Hill holder is part of the brake.  Brake peddle is on the right.  Clutch peddle on the left.  They are not supposed to be connected.  Perhaps something is bent up inside of the clutch disc area of the transmission.

This comment doesnt explain anything but the obvious. The clutch pedal is on the left, and the brake is on the right. The hill holder is part of the brake, of course.
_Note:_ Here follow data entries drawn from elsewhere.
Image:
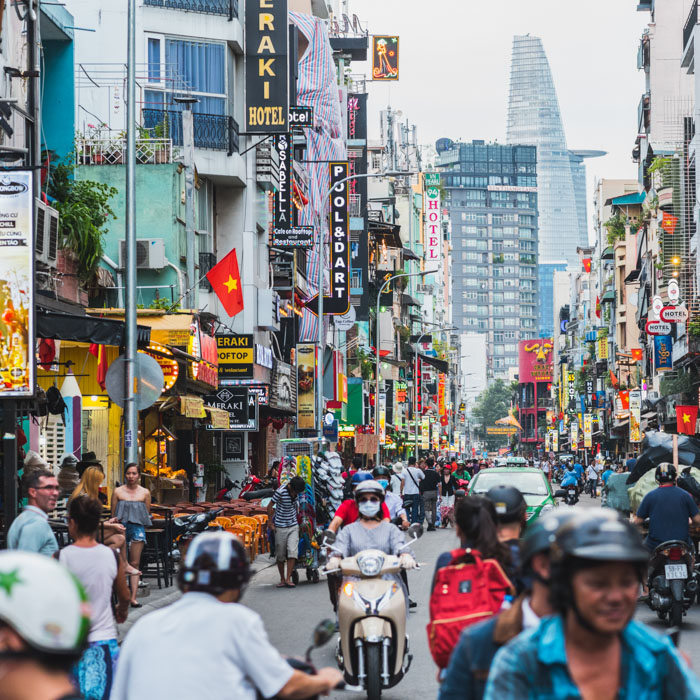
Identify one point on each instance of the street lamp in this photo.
(415, 378)
(321, 243)
(378, 347)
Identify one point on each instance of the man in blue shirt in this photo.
(592, 648)
(669, 510)
(30, 531)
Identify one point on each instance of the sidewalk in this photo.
(154, 598)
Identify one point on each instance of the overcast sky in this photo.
(455, 69)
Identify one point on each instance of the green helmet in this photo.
(43, 602)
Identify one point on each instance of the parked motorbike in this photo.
(672, 583)
(372, 648)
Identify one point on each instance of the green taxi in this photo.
(531, 482)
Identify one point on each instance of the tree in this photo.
(493, 403)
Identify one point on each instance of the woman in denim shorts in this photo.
(131, 505)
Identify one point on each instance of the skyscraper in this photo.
(534, 118)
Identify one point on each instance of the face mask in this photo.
(369, 509)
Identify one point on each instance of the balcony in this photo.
(225, 8)
(211, 131)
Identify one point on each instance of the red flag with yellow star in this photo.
(225, 279)
(686, 418)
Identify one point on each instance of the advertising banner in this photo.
(663, 356)
(433, 222)
(17, 338)
(588, 430)
(385, 58)
(266, 67)
(635, 415)
(306, 385)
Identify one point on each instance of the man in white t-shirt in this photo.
(411, 477)
(207, 645)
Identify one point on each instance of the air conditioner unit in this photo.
(46, 233)
(150, 254)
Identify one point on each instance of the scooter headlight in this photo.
(370, 564)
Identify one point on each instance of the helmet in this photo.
(44, 603)
(370, 487)
(359, 477)
(509, 503)
(539, 535)
(599, 534)
(215, 562)
(380, 472)
(665, 473)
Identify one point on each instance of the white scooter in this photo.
(372, 648)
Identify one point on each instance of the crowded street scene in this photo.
(349, 349)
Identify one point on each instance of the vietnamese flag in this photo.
(225, 279)
(686, 418)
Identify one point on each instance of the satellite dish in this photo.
(148, 377)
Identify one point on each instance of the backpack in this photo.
(468, 590)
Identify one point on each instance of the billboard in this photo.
(535, 360)
(17, 369)
(306, 385)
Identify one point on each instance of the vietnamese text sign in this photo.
(306, 384)
(433, 224)
(266, 69)
(17, 284)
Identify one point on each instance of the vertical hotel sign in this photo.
(16, 284)
(266, 72)
(433, 233)
(306, 384)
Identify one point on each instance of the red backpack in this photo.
(468, 590)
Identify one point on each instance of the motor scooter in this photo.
(372, 649)
(672, 582)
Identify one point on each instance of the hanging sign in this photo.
(306, 384)
(266, 67)
(17, 339)
(339, 301)
(433, 225)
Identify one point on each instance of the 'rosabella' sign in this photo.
(433, 222)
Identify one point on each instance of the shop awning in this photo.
(55, 325)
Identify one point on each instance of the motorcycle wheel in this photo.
(676, 615)
(373, 668)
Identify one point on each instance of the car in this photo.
(532, 483)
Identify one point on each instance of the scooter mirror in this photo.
(323, 633)
(415, 530)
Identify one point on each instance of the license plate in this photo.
(674, 571)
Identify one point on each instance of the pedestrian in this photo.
(208, 645)
(429, 492)
(30, 530)
(410, 490)
(131, 506)
(44, 624)
(102, 573)
(591, 647)
(465, 677)
(283, 519)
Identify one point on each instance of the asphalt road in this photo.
(290, 616)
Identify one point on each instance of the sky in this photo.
(455, 69)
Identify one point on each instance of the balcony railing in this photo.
(227, 8)
(217, 132)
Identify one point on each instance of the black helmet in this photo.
(382, 473)
(509, 503)
(215, 562)
(540, 534)
(601, 535)
(665, 473)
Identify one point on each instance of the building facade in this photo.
(492, 201)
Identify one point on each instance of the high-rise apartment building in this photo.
(534, 118)
(491, 195)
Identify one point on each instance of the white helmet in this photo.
(43, 602)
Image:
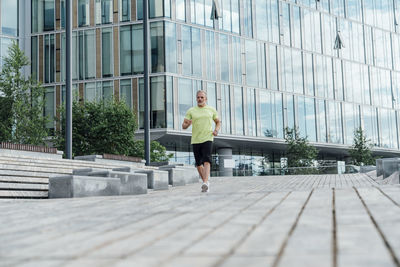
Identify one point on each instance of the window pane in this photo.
(9, 17)
(49, 58)
(90, 54)
(108, 91)
(186, 50)
(273, 68)
(170, 46)
(49, 110)
(185, 94)
(90, 92)
(125, 50)
(107, 52)
(157, 46)
(247, 20)
(226, 15)
(170, 103)
(211, 95)
(125, 10)
(225, 109)
(210, 55)
(83, 12)
(35, 57)
(251, 62)
(48, 15)
(224, 57)
(238, 96)
(196, 52)
(180, 10)
(321, 121)
(251, 112)
(158, 102)
(137, 42)
(237, 60)
(125, 92)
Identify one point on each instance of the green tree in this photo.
(21, 102)
(299, 152)
(105, 127)
(99, 127)
(157, 151)
(360, 151)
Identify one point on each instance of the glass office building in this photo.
(265, 64)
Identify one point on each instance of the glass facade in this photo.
(265, 64)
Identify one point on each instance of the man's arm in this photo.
(217, 126)
(186, 123)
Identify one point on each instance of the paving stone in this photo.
(83, 186)
(242, 221)
(156, 179)
(176, 176)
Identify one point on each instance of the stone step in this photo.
(176, 176)
(23, 194)
(156, 179)
(190, 174)
(68, 162)
(131, 183)
(43, 164)
(25, 173)
(83, 186)
(64, 163)
(22, 179)
(23, 186)
(16, 167)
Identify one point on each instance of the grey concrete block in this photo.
(85, 171)
(156, 179)
(176, 176)
(191, 174)
(379, 170)
(389, 166)
(83, 186)
(367, 168)
(131, 183)
(122, 169)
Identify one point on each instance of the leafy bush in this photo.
(21, 102)
(105, 127)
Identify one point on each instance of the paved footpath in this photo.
(326, 220)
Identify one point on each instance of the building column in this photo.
(225, 161)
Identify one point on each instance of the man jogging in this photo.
(201, 117)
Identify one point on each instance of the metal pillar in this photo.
(146, 83)
(68, 78)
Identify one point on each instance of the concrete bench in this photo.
(131, 183)
(176, 176)
(190, 174)
(156, 179)
(387, 166)
(83, 186)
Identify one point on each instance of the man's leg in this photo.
(206, 171)
(200, 169)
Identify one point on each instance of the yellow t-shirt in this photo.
(202, 123)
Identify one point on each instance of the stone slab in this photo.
(16, 153)
(131, 183)
(156, 179)
(71, 186)
(379, 170)
(390, 166)
(191, 174)
(367, 168)
(100, 159)
(176, 176)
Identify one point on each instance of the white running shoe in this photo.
(205, 187)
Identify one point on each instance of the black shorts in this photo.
(202, 152)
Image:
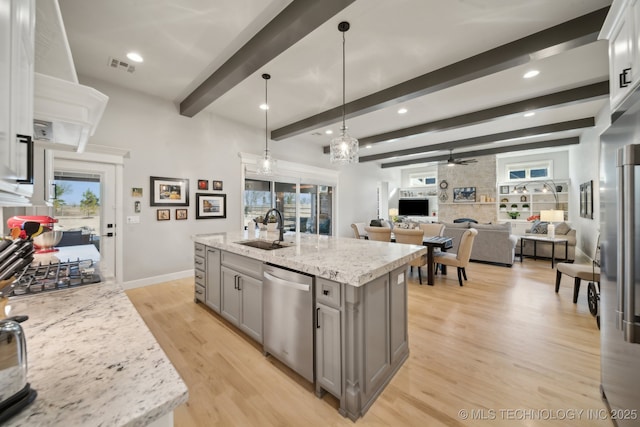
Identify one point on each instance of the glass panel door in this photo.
(257, 199)
(325, 201)
(85, 208)
(308, 208)
(286, 203)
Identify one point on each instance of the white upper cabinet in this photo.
(622, 29)
(17, 28)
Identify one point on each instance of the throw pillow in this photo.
(562, 228)
(539, 227)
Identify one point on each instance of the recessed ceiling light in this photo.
(135, 57)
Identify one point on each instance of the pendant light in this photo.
(344, 148)
(267, 164)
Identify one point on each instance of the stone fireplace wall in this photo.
(482, 176)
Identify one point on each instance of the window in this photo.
(316, 204)
(422, 179)
(530, 171)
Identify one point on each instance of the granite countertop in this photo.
(345, 260)
(93, 361)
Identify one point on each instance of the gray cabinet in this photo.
(199, 272)
(328, 337)
(398, 314)
(212, 272)
(361, 338)
(241, 293)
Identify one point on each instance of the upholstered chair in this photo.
(412, 237)
(382, 234)
(460, 260)
(358, 230)
(580, 271)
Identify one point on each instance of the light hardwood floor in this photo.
(505, 346)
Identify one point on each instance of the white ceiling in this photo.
(184, 41)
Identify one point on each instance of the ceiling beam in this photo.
(296, 21)
(490, 151)
(564, 98)
(552, 41)
(484, 139)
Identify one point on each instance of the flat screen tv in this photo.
(413, 207)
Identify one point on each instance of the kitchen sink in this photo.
(267, 245)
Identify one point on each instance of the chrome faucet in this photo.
(280, 222)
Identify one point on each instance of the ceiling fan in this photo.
(453, 162)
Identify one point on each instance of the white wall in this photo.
(585, 161)
(164, 143)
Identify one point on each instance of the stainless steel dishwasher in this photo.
(288, 318)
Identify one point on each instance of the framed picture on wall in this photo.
(181, 214)
(211, 206)
(163, 214)
(169, 191)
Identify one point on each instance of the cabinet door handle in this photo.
(26, 139)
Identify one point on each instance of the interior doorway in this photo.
(85, 206)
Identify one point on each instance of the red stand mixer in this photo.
(48, 237)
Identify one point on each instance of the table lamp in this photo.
(551, 216)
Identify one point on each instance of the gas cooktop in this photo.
(38, 278)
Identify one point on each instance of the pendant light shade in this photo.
(267, 164)
(344, 148)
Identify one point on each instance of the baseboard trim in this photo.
(157, 279)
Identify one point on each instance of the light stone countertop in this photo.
(342, 259)
(93, 361)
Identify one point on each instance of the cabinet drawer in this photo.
(199, 292)
(198, 261)
(199, 278)
(242, 264)
(328, 292)
(199, 249)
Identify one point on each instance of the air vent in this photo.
(121, 65)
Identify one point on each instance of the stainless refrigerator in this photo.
(620, 264)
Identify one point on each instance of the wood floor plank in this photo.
(505, 348)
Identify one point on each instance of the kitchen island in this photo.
(93, 361)
(360, 302)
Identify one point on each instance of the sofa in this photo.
(543, 249)
(494, 243)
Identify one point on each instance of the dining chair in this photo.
(580, 271)
(413, 237)
(382, 234)
(460, 260)
(432, 229)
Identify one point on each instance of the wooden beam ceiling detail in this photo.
(484, 139)
(564, 98)
(552, 41)
(506, 149)
(296, 21)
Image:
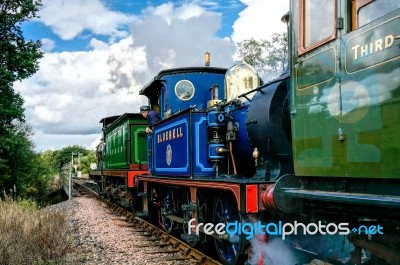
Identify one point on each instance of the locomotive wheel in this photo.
(187, 215)
(168, 207)
(226, 211)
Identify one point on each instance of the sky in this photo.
(100, 53)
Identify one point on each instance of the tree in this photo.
(265, 55)
(19, 59)
(64, 156)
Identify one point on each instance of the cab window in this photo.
(366, 11)
(317, 23)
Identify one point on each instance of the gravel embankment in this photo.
(102, 238)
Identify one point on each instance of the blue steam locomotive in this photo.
(319, 144)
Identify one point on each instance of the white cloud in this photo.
(72, 91)
(47, 44)
(70, 18)
(260, 19)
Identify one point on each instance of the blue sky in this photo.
(99, 54)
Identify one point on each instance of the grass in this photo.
(29, 235)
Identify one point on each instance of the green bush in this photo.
(32, 236)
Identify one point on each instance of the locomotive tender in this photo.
(319, 143)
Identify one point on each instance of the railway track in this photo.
(152, 235)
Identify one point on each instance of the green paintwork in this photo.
(126, 141)
(345, 101)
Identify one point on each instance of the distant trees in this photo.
(265, 55)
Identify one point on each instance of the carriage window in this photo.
(317, 22)
(369, 11)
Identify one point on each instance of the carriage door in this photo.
(369, 51)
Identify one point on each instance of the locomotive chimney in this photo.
(207, 59)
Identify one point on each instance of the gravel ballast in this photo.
(100, 237)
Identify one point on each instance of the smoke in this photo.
(274, 252)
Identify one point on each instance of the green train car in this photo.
(121, 155)
(125, 141)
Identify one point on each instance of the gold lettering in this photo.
(378, 45)
(355, 49)
(389, 41)
(364, 50)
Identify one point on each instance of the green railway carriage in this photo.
(346, 89)
(125, 141)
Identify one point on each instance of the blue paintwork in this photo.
(173, 152)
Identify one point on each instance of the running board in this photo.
(346, 197)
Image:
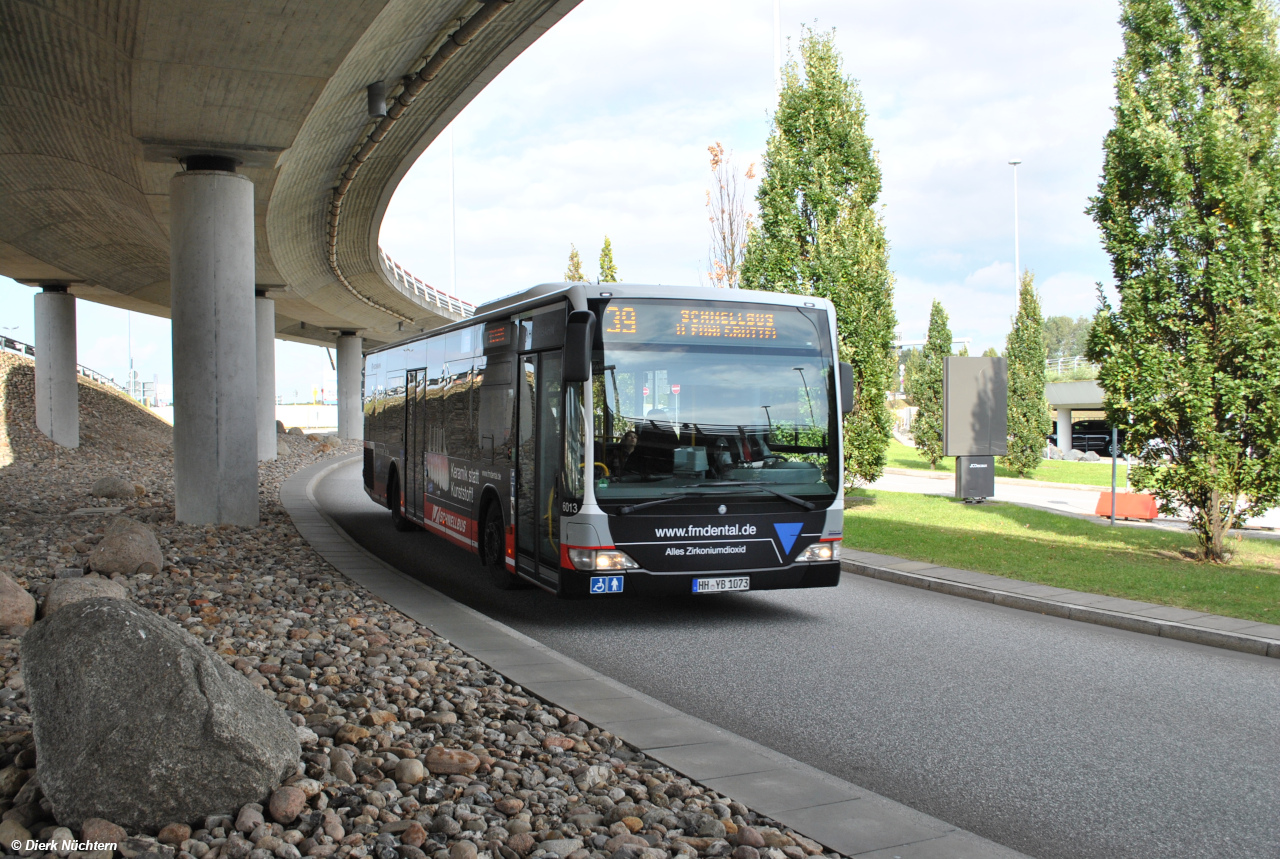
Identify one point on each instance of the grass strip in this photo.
(1037, 545)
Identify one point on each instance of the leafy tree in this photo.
(608, 272)
(1189, 211)
(927, 388)
(575, 266)
(1028, 410)
(819, 233)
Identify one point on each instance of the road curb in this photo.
(840, 816)
(1066, 610)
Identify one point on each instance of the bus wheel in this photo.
(494, 537)
(398, 521)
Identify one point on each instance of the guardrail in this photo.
(420, 288)
(1068, 364)
(9, 345)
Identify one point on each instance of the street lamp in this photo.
(1018, 273)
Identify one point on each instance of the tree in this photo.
(819, 233)
(1028, 410)
(1189, 213)
(575, 266)
(927, 388)
(728, 218)
(608, 272)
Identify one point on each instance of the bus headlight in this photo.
(821, 552)
(600, 560)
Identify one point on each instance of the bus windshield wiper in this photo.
(798, 502)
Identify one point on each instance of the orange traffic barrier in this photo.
(1129, 505)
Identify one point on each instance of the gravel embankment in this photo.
(384, 700)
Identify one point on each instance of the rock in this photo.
(64, 592)
(563, 846)
(451, 762)
(135, 720)
(95, 828)
(410, 771)
(174, 834)
(17, 607)
(287, 803)
(113, 488)
(127, 547)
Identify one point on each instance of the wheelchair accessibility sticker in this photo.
(606, 584)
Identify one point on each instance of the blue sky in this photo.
(602, 128)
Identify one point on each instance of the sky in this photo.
(600, 128)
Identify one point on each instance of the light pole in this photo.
(1018, 274)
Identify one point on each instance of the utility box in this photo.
(974, 421)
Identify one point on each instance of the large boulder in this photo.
(114, 487)
(64, 592)
(17, 607)
(127, 547)
(140, 723)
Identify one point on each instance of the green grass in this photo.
(1091, 474)
(1052, 549)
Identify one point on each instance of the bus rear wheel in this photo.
(393, 499)
(493, 535)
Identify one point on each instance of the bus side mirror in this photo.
(577, 346)
(846, 387)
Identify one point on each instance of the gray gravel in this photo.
(1056, 739)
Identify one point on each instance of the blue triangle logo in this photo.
(787, 534)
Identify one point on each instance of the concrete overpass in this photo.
(228, 164)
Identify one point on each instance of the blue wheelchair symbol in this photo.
(606, 584)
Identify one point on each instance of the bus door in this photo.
(414, 425)
(538, 462)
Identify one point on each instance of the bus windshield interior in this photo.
(696, 393)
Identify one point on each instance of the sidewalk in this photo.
(1148, 618)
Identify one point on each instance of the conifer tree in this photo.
(574, 274)
(1028, 409)
(819, 233)
(1189, 211)
(608, 270)
(927, 388)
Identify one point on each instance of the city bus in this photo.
(617, 439)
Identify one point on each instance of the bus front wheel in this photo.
(494, 537)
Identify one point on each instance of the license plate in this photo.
(720, 585)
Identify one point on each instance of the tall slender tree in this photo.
(819, 232)
(1189, 211)
(1028, 409)
(608, 270)
(574, 274)
(926, 388)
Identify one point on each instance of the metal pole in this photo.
(1115, 455)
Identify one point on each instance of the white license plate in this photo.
(720, 585)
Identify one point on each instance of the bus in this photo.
(617, 439)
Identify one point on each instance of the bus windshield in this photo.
(713, 393)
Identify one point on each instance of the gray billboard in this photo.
(974, 407)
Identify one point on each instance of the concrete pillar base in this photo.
(56, 379)
(268, 446)
(351, 365)
(214, 347)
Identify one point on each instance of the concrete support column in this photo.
(268, 444)
(1064, 429)
(56, 385)
(351, 364)
(214, 345)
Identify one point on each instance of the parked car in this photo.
(1089, 435)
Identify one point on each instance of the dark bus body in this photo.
(699, 453)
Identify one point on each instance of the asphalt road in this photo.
(1055, 738)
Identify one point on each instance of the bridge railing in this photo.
(423, 289)
(9, 345)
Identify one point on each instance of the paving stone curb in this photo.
(844, 817)
(1183, 625)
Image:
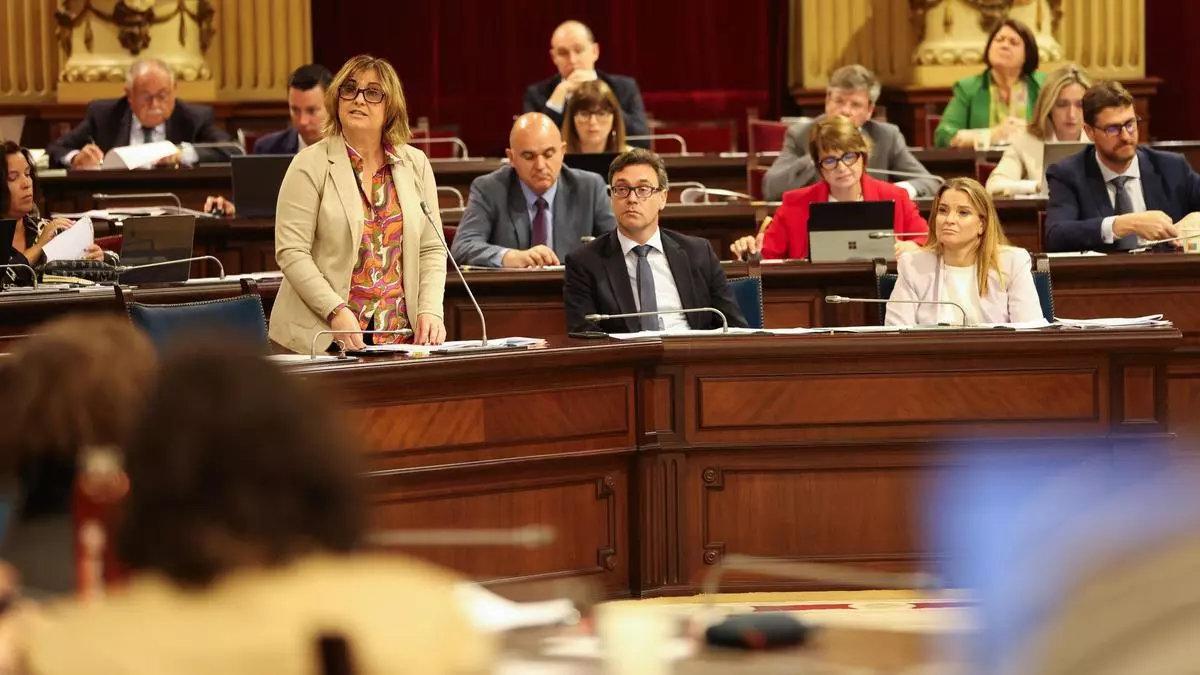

It ties into the rear brake channel bridging the dual diagonal channels thru a valve ACTUATED BY THE CLUTCH CABLE.

 

the spring on the hill holder serves as a retrun spring for the clutch pedal.

 

Proper adjustment, presuming you are installing both cables or they are both backed off, is to adjust the clutch cable itself for actuation and free play, and then adjust the hill holder cable first to take the slack out of the clutch fork freeplay, and then final adjustment for the rear brake grab.

 

The way the hill holder works is when applying the brake with the clutch depressed, the hill holder locks pressure to the rear brake (a hard as the brake was applied) while the clutch is depressed, even if you let off the brake. This holds until the clutch is released, such as when you are starting off. This is designed so that once you stop on a hill, you can let go of the brake and stay on the clutch pedal so you don't have to do a little foot dance or stall the car if it rolls backwards.

 

If the brakes stick after reversing, the hill holder is too tight.